On the July 17 episode of the Question Everything podcast with Danielle Robay, Braun reflected on the long-standing tension between him and Swift. If you need a refresher, the drama started in 2019 when Braun purchased Big Machine Records, acquiring the rights to Swift’s first six albums. Swift wasn’t shy about her feelings at the time, calling the deal “incessant, manipulative bullying” in a Tumblr post and later claiming Braun wouldn’t sell the masters back unless she signed an NDA.

Braun said in the interview that he was under an NDA himself during negotiations and suggests Swift may not have been told the full picture by her team. “When Taylor says that she wasn’t offered the masters, the reason I was under NDA was because we were in negotiations to sell it back to her. I just choose to believe her that maybe [her team] didn’t tell her.”

While reflecting, Braun said his main regret is that the situation played out so publicly without a personal conversation between them. “It’s easy to see someone as a monster if you never meet them,” he said, adding that he and Swift have only met three times. At the time of the original catalog sale, he was managing Kanye West and Justin Bieber — two artists Swift had famously clashed with — and believes that may have shaped her view of him.

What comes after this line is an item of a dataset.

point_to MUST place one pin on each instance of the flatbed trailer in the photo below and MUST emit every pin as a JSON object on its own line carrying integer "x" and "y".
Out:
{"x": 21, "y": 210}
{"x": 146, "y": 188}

Still, Braun believes “everyone in the end won.” After Swift passed on buying her masters, she began to reclaim control of her work by re-recording her early albums through her Taylor’s Version series. The project boosted interest in her original catalog and helped fuel her record-breaking Eras Tour, which ultimately led her to becoming a billionaire. In May, she finally acquired her original masters from Shamrock Holdings — the company Braun sold them to after Swift declined to buy.

“She did incredibly well and basically had the biggest moment of her career,” he said, even calling her the “biggest artist of all time.” He also admitted that the spike in value of her old masters — driven by the popularity of her re-recordings — worked out financially on his end too. 

As for whether Swift’s track “Vigilante Sh*t” was aimed at him — particularly the line “thick as thieves with your ex-wife” — Braun laughed it off. “No, ’cause I talk to Yael every day,” he said, referring to his ex-wife Yael Cohen. “That’s like my partner…That’s the mother of my children… So no, I never thought that was about us,” 

Though the two still seem to be on opposite sides of the story, Braun’s latest comments show at least some appreciation — and a bit of reflection — on one of music’s messiest breakups.